Oil Spills and Their Effect on the World Emma East

Drastic oil spills happen every few years and are very devastating to the environment around them. Oil spills affect the marine life, including aquatic plants and animals. The toxic oil, when released into the ocean, prevents the plants from receiving light and producing photosynthesis. This makes a limited amount of oxygen present in the ocean and there is not enough for the fish, and other animals to survive. Oil spills are not only harmful to aquatic life but harmful to human life and the economy.

The economy is largely effected by oil spills. Many companies has to close for many weeks, sometimes even months, because they sell fish and other products that rely on the ocean. But with an oil spill, all the fish are dying and they loose their value because there are carcinogens found in oil.

This graph shows how much money is lost on average during oil spills. Oil spills effect oyster, mussel, and clam harvest. Oil spills also effect the fishing industry and the money brought in by tourism.

One of the most devastating oil spills in history is the Gulf of Mexico Oil Spill in 2010 in the gulf of Mexico. This killed thousand of birds and also ended the lives of 11 people. It’s not a pleasant sight to see thousands of dead fish floating at the top of the surface, and seeing birds struggle to fly.

“From 2002 to 2009, the Gulf averaged 63 dolphin deaths a year. That rose to 125 in the seven months after the spill in 2010 and 335 in all of 2011, averaging more than 200 a year since April 2010.”
This shows the animals effect by the Gulf oil spill. Many animals are killed from being coated and poisoned by the oil released into the ocean.

It is extremely hard to clean up an oil spill because the oil spreads depending on the current and tides. It is also very hard to clean up oil in the water because much of it ends up on the seafloor. After the Gulf oil spill there were 6 to 10 million gallons of oil on the bottom of the ocean that rescue crews were not able to clean up.

Birds are one of the animals most affected by oil spills, the oil sits on their feathers and they are unable to maintain their body temperatures. The oil can also affected their ability to float in the water. Birds have tiny air pockets which affect their buoyancy and how well they float.

So, why should you care? Well much of the world's wildlife is being destroyed from all these oil spills.

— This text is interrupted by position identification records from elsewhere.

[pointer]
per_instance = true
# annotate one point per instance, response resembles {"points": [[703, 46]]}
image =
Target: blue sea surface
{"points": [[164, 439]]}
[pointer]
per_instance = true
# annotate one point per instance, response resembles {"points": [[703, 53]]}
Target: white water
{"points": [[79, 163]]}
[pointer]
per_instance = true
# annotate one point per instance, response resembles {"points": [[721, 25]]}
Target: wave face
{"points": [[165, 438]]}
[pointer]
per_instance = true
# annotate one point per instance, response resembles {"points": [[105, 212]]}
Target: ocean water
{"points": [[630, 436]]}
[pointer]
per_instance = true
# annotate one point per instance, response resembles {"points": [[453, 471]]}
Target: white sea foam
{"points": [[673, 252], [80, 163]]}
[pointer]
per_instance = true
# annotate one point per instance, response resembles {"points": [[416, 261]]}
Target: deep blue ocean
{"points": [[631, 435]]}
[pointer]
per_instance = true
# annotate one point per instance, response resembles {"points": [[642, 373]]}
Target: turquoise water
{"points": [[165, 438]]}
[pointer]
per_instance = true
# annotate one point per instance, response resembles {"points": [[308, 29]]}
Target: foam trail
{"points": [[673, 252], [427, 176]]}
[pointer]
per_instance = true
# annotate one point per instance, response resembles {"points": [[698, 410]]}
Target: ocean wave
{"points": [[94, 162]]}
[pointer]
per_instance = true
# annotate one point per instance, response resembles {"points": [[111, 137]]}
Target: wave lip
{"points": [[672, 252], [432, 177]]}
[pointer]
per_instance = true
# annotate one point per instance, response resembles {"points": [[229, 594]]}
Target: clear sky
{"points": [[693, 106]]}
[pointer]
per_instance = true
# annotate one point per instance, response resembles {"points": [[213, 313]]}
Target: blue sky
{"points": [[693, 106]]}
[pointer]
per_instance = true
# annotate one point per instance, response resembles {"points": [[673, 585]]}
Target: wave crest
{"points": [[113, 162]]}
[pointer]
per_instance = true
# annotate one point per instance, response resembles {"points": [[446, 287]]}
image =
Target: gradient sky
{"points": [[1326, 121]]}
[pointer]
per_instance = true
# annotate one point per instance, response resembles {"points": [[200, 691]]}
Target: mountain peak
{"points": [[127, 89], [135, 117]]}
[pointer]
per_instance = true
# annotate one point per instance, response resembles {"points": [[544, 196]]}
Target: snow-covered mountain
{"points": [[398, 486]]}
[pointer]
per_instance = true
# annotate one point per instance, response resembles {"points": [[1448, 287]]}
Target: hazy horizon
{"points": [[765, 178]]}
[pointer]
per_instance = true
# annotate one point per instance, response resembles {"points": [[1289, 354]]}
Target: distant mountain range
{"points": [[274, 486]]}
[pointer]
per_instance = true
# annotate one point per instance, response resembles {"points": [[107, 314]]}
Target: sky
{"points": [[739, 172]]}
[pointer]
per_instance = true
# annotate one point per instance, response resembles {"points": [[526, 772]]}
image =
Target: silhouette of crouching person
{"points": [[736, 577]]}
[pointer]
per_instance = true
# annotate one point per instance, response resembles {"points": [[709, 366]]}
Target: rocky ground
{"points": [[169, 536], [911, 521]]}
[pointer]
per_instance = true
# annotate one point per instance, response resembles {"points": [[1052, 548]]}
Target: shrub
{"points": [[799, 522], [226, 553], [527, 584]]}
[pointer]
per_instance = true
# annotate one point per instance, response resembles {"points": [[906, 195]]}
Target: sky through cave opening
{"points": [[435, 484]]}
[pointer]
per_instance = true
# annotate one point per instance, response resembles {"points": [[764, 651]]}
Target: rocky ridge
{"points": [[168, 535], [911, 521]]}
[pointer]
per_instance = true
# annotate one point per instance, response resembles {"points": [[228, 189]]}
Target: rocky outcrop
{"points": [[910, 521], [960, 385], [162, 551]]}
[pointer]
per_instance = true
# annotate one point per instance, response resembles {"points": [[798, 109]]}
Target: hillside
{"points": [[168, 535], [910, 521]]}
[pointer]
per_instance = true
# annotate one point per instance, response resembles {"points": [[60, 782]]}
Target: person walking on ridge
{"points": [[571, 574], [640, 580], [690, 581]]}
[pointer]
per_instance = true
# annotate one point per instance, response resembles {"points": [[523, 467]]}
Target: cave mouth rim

Food is being poisoned and thousands of dollars worth of oil are being destroyed, and thousands of dollars are used to clean it up. There is no way we can stop oil spills all together, but there are ways we can help after an oil spill has occurred.

One of the methods that rescue centers use to help remove the oil form the birds feathers is to use Dawn Dishwashing soap to help to remove the oil. Rescuers spend moths trying to help the birds, and other sea animals, recover from the oil.

“Dawn definitely works the best. It very effectively removes grease but does not cause harm to the skin of the birds.” Says veterinarian Heather Nevill.

People like Nevill devote their life to cleaning the oil off the birds and helping these animals return to the wild. Together we can help the animals that are effect from these devastating oil spills.

Works Cited

Frost, Emily. "Gulf Oil Spill." Ocean Portal | Smithsonian. Smithsonian's National Museum of Natural History, 05 Jan. 2017. Web. 15 Feb. 2017.

"How Oil Harms Animals and Plants in Marine Environments." How Oil Harms Animals and Plants in Marine Environments. N.p., n.d. Web. 15 Feb. 2017.

Mayntz, Melissa. "Learn the Affect Oil Pollution Has on Birds and How You Can Help." The Spruce. N.p., 3 Oct. 2015. Web. 15 Feb. 2017.

Moss, Laura. "The 13 Largest Oil Spills in History." MNN - Mother Nature Network. Mother Nature Network, 18 Apr. 2016. Web. 15 Feb. 2017.

"Seafood Safety After an Oil Spill." Seafood Safety After an Oil Spill. N.p., n.d. Web. 15 Feb. 2017.

Shogren, Elizabeth. "Why Dawn Is The Bird Cleaner Of Choice In Oil Spills." NPR. NPR, 22 June 2010. Web. 15 Feb. 2017.

Timmcdonnell. "The BP Oil Spill Happened 5 Years Ago Today. We're Still Paying the Price." Mother Jones. N.p., n.d. Web. 15 Feb. 2017.